Dum Dum Girls (Los Angeles), 6 p.m. Former HoZac labelmates and still friends with Woven Bones, Dum Dum Girls make psychedelic garage rock that evidences at least a passing familiarity with the 13th Floor Elevators, with the aforementioned Rose on drums. "Just because I'm a really big fan and haven't gotten to see them yet," Iskander says.
Slang Chickens (Los Angeles), 7 p.m. "Dirty, sleazy, country-punk band," Iskander says. Former Wires on Fire leader Evan Weiss' banjo-spiked, punk-fueled roots rock should make a good transition to the next act.
Those Darlins (Murfreesboro, Tennessee), 8 p.m. After catching one of their sets at last year's SXSW, the Dallas Observer's Noah W. Bailey declared these saucy rockabilly-country cuties "would kill at the Double Wide." Iskander agrees: "I felt, with Double Wide's atmosphere and an all-girl indie-country band, that it was a good fit. Really upbeat and energetic."
Sleepy Sun (San Francisco), 9 p.m. The only band on this bill that also played last year's South by South Flesh, this All Tomorrow's Parties Recordings act makes spacey, folky, tribal rock featuring organ, harmonica and other classic-rock trappings. "Shoegazy, psychedelic rock," Iskander says. "A seven-piece psychedelic rock band."
The Soft Pack (San Diego/Los Angeles), 10 p.m. Formerly known as The Muslims, this poppy garage-rock band's latest single, "Answer to Yourself," would sound right at home in a commercial for a fuel-efficient but hip four-door sedan. "I've booked them before, at The Cavern, and it was awesome," Iskander says. "Anybody that went had a blast."
Tinsel Teeth (Providence), 3:30 p.m. This confrontational punk act is fronted by the shrieking, wailing lead singer Steph, whose ecstatic onstage convulsions include enough sex toys, semi-accidental nudity and bloodshed to frighten an entire team of roller-derby competitors along with their burlesque-dancing girlfriends. "Very, very heavy, aggressive noise rock," Iskander says. "She hurts herself. I've seen her spew blood at shows before. At least you'll be entertained if you don' t like her music."
Liturgy (Brooklyn), 4:30 p.m. Thrashing, droning black metal with elements of melodic noise-rock. "Very full-sounding and loud," Iskander says. "They're brutal. I'm interested to see the setup live. "
Naam (Brooklyn), 5:30 p.m. Heavy stoner rock interspersed with moments of four-on-the-floor speed. "They're one of those bands you need to listen to the whole album rather than one song," Iskander says.
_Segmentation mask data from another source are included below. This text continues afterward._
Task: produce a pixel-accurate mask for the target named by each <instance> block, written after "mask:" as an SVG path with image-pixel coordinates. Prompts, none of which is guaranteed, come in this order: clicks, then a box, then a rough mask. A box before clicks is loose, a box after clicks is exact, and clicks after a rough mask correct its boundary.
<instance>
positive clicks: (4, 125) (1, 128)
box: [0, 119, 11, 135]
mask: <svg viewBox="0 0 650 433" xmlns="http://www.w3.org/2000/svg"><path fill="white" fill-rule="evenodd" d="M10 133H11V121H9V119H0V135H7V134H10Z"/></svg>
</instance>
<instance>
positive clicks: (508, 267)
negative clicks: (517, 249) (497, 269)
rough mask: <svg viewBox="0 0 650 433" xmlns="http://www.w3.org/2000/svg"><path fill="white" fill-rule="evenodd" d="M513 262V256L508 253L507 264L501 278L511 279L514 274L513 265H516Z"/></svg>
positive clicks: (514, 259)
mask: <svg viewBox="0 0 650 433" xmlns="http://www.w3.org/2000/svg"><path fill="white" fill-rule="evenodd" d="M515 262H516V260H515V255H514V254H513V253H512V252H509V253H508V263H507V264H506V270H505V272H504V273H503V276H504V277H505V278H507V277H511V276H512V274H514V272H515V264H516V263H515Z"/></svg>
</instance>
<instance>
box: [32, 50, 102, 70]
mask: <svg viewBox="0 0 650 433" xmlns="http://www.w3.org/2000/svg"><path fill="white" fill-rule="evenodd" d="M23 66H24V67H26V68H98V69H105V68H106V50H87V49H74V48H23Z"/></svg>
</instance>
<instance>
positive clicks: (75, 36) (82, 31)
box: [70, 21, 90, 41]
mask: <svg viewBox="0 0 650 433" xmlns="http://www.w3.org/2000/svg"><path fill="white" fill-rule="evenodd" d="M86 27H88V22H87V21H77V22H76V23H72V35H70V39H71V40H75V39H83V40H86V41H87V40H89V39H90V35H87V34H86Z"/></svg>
White Mice (Providence), 6:30 p.m. Absolute sonic chaos that sounds a lot scarier than titles like "Cheesus Saves" would suggest. "They wear grotesque, dirty, demonic white mouse outfits," Iskander says. "Everything's a joke about cheese or mice or something, but it's very serious. Extremely loud noise-rock."
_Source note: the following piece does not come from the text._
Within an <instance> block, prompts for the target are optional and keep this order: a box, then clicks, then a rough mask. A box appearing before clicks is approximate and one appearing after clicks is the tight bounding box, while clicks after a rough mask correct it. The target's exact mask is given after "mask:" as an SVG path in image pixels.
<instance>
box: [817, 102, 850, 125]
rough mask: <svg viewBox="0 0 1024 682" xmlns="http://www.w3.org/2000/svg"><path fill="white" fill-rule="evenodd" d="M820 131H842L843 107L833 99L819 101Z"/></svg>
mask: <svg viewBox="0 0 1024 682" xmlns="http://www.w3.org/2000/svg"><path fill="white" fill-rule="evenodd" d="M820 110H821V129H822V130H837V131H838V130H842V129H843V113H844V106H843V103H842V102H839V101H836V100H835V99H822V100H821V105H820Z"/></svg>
Withered (Atlanta), 7:30 p.m. Underground black metal, complete with vocal fry. "A friend suggested them," Iskander says. "They were a perfect fit, and I went after them."
U.S. Christmas (Marion, North Carolina), 8:30 p.m. Galloping, psychedelic, atmospheric metal with two drummers, violin and theremin. Says Iskander, "It reminds me of a metal version of Mogwai. Very dynamic."
Snake Sustaine (Philadelphia), 9:30 p.m. Bluesy side project from members of A Life Once Lost. "It's a completely different sound than A Life Once Lost, which is huge in that whole emo-core metal thing, so it's something where I can say I was the first person to book them in Dallas," Iskander says. "They sent me their first track, and it's just seven-minute psychedelic metal, Sabbath-y, predictable but good song."
Rwake (Little Rock), 10:30 p.m. Heavy Moog- and sample-accented Southern doom metal. Iskander has been working on bringing them and ASG to Dallas for more than a year now.
ASG (Wilmington, North Carolina), 11:30 p.m. Classic riff metal and melodic singing from Rwake's tourmates. "I was wanting somebody that was really heavy that wasn't coming through the area that often, and it just kind of worked out for this date," Iskander says. "The underground metal people know who Rwake is, but ASG seems to be a little more mainstream."